Project Glasswing: what Mythos showed us

Perceived capabilities of Mythos in security work

  • Several comments accept that Mythos is a qualitative upgrade for long, “agentic” security tasks, especially chaining small issues into real exploits.
  • Others note claims that the main change may be availability / always-on compute rather than a radically different base model.
  • There is confusion over whether Mythos is a cybersecurity‑specific model or a general‑purpose improvement; statements from different sources conflict and are called “unclear.”

Demand for concrete evidence and metrics

  • Multiple commenters criticize the Cloudflare post for lacking hard data: no counts of vulnerabilities found, severities, false positive rates, or time to triage.
  • They contrast this with more detailed writeups elsewhere (e.g., from a curl maintainer, Mozilla, and another vendor evaluation).
  • People explicitly ask: how many real issues did it find, how severe, and how many were already known?

Harness design and workflow

  • The blog’s main technical value is seen in its discussion of custom harnesses: narrow scopes, staged agents, and adversarial review.
  • Commenters agree that “scan this repo for bugs” works poorly; targeted prompts tied to specific functions, trust boundaries, and docs work much better.
  • Some argue this is obvious and not new; others think the “cluster of actors over structured context” pattern is more broadly useful beyond security.

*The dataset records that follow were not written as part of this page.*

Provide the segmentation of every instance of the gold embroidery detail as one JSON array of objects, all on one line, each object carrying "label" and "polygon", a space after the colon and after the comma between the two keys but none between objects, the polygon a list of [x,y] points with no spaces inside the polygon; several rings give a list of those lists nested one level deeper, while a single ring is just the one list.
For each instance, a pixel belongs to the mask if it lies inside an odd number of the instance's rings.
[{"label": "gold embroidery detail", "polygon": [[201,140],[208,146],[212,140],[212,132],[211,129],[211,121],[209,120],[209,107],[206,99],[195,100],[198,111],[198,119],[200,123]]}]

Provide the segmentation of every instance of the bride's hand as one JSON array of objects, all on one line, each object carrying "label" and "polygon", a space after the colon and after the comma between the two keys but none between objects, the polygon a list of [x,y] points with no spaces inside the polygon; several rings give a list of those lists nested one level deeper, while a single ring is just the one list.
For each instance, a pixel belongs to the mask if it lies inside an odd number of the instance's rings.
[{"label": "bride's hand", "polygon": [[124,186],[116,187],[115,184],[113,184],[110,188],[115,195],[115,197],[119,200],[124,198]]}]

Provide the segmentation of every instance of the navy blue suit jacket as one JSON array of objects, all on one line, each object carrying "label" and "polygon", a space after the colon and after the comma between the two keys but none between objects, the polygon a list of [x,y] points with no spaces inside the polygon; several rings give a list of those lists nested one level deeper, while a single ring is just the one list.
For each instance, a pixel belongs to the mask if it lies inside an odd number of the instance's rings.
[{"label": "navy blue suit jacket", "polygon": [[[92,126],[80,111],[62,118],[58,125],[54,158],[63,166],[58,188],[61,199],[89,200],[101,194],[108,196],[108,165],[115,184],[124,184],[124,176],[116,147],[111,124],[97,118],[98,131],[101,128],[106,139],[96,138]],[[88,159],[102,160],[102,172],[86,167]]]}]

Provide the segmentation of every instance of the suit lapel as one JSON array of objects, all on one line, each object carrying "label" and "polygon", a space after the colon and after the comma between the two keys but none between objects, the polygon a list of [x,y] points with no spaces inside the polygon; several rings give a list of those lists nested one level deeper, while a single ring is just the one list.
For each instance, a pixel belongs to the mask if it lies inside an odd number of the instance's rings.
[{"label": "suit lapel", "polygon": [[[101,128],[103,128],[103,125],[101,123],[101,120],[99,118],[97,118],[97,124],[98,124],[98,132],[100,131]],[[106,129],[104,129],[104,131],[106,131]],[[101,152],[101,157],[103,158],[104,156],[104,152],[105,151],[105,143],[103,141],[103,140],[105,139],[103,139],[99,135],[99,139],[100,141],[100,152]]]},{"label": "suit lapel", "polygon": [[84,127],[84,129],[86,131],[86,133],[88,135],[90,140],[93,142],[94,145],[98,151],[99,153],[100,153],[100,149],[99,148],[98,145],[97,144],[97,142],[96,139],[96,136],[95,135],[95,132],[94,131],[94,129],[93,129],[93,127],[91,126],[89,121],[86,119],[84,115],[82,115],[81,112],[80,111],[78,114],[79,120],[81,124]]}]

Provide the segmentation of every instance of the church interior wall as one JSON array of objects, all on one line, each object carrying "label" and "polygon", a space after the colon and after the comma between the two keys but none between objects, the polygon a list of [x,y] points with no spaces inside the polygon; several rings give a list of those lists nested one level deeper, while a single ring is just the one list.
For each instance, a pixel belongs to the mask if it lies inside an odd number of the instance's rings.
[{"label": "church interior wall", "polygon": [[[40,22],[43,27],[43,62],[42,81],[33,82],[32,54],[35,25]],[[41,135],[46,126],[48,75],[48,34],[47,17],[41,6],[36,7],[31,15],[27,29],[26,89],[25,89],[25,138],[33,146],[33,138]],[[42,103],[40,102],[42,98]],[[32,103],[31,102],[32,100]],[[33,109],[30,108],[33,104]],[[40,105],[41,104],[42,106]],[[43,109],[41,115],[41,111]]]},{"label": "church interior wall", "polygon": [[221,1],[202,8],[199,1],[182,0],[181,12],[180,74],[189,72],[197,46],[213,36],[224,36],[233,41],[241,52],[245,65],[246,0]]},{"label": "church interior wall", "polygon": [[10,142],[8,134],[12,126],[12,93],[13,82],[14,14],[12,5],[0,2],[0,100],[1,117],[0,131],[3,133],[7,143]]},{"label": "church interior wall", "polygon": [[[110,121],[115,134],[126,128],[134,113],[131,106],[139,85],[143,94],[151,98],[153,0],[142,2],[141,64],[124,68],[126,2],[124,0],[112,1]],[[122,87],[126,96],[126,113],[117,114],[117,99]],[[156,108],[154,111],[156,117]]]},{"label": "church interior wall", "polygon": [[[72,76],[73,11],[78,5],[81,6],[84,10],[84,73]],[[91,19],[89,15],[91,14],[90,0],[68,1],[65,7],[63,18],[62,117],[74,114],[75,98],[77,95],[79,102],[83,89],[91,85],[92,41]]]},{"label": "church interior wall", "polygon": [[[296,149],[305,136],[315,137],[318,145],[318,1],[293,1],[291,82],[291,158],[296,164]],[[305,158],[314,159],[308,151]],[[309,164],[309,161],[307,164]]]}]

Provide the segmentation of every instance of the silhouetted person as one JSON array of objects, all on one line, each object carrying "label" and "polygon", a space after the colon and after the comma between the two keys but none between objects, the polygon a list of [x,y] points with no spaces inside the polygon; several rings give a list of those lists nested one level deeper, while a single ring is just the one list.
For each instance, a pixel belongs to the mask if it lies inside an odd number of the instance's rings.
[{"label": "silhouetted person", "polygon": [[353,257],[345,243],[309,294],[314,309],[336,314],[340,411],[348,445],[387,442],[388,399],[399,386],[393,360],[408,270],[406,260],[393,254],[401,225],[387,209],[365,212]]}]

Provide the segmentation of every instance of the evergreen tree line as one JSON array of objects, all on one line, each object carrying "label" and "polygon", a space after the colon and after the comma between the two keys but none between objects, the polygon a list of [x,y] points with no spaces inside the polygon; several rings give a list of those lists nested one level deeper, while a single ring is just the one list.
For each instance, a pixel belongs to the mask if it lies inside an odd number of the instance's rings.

Skepticism, marketing, and access politics

  • Many see the post as a lightly disguised advertisement for Anthropic and question why Cloudflare got deep access while open‑source projects only get mediated access or reports.
  • There’s ongoing distrust of closed, unreleased “frontier” models and of narratives about ultra‑powerful systems that can’t be shared.
  • Some predict there will be no mea culpa from those calling Mythos a stunt even if it proves effective.

Blog quality and AI authorship

  • Several believe the Cloudflare post was heavily LLM‑assisted or written, pointing to tone and phrasing.
  • Concerns: AI‑polished text can obscure which claims are truly owned, and widespread LLM‑style prose may homogenize writing and pollute future training data.
  • Others counter that organizations still choose to publish the text and are responsible for its substance.

Guardrails, alignment, and dual-use

  • Commenters are surprised that a security‑focused, gated model still inconsistently refuses legitimate research tasks (“emergent guardrails”).
  • Some report needing to prove legitimate code access before Mythos will proceed.
  • Many think long‑term guardrails against exploit generation are futile if near‑frontier open models become common.

Impact on software security practice

  • Expectations: Mythos‑class tools could dramatically lower the cost of finding and chaining exploits, especially in large, messy C/C++ codebases and enterprise code.
  • At the same time, memory‑unsafe projects appear to generate more false positives, increasing human triage load.
  • Auto‑patching by models is seen as risky; comments mention patches that fix one bug while silently breaking dependencies, especially in large multi‑repo systems.